CEO do Rumble, Chris Pavlovski afirmou que os direitos fundamentais de liberdade de expressão estão “sob risco” e que a plataforma recebeu pedidos do governo brasileiro para remoção de perfis que não infringiam as normas da plataforma. O Rumble deixou o Brasil em dezembro do ano passado, após discordâncias com a Justiça brasileira
“Por anos, nós vimos plataformas fazerem o shadowban [‘banimento fantasma’] de ideias com as quais não concordavam, em uma supressão sutil de opiniões que não estavam na norma. Hoje, a censura que vemos é muito mais perversa”, afirmou. “Governos estão pedindo abertamente que plataformas censurem e derrubem conteúdos que não são favoráveis (…). O Rumble tem guidelines de conteúdo.
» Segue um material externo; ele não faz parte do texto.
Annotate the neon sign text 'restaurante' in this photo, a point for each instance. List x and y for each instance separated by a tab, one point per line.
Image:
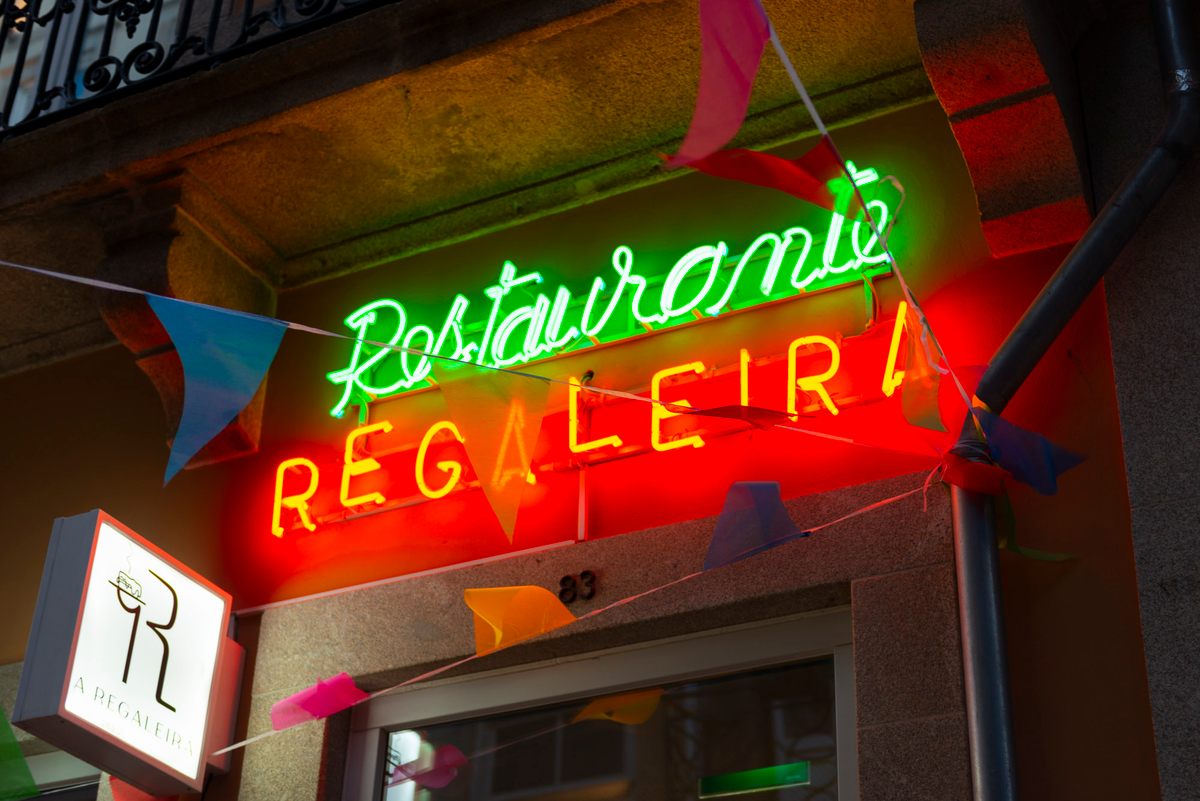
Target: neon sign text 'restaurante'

Recebemos pedidos do governo brasileiro para bloquear certos criadores de nossa plataforma e novamente o conteúdo não violava nossos termos e condições, mas eram de opiniões não populares no Brasil na época”, declarou.
Oposição democrata
Apesar da ofensiva republicana, parlamentares democratas que também integram o comitê que sediou a audiência se posicionaram contra o objeto do encontro, o qual classificaram como uma forma de “minar a democracia brasileira”. “A audiência que acredito que deveríamos ter deveria ser focada na relação bilateral EUA-Brasil, focada nas áreas de cooperação em trabalho, clima, em proteger a Amazônia, em combater a fome e em expandir o crescimento econômico sustentável, a estabilidade, a segurança e a paz pelo hemisfério”, declarou a deputada democrata Susan Wild.
“Ao invés de fortalecer nossa relação, uma audiência como essa só serve para minar essa relação. O Brasil é uma democracia vibrante e forte, com uma sociedade civil robusta e mídia robusta. E um sistema eleitoral que é considerado um dos mais seguros e rápidos do mundo”, afirmou, assinalando que debates sobre questões constitucionais e legais deveriam ser decididas pelo povo brasileiro e seus representantes eleitos, bem como o Judiciário. “O Congresso dos Estados Unidos não é o foro para isso”, disse.
Pedido à OEA
A Câmara dos Estados Unidos enviou na última segunda-feira, 6, um pedido de informações à Organização dos Estados Americanos (OEA) a respeito de “censura”, “violação à liberdade de expressão” e “abusos de autoridade” no Brasil. O documento foi assinado pelo deputado republicano Chris Smith e teve como motivação as decisões de Alexandre de Moraes que ordenaram o bloqueio e suspensão de perfis em redes sociais mantidos por acusados de envolvimento nos atos do 8 de janeiro de 2023, nas sedes dos Três Poderes, em Brasília.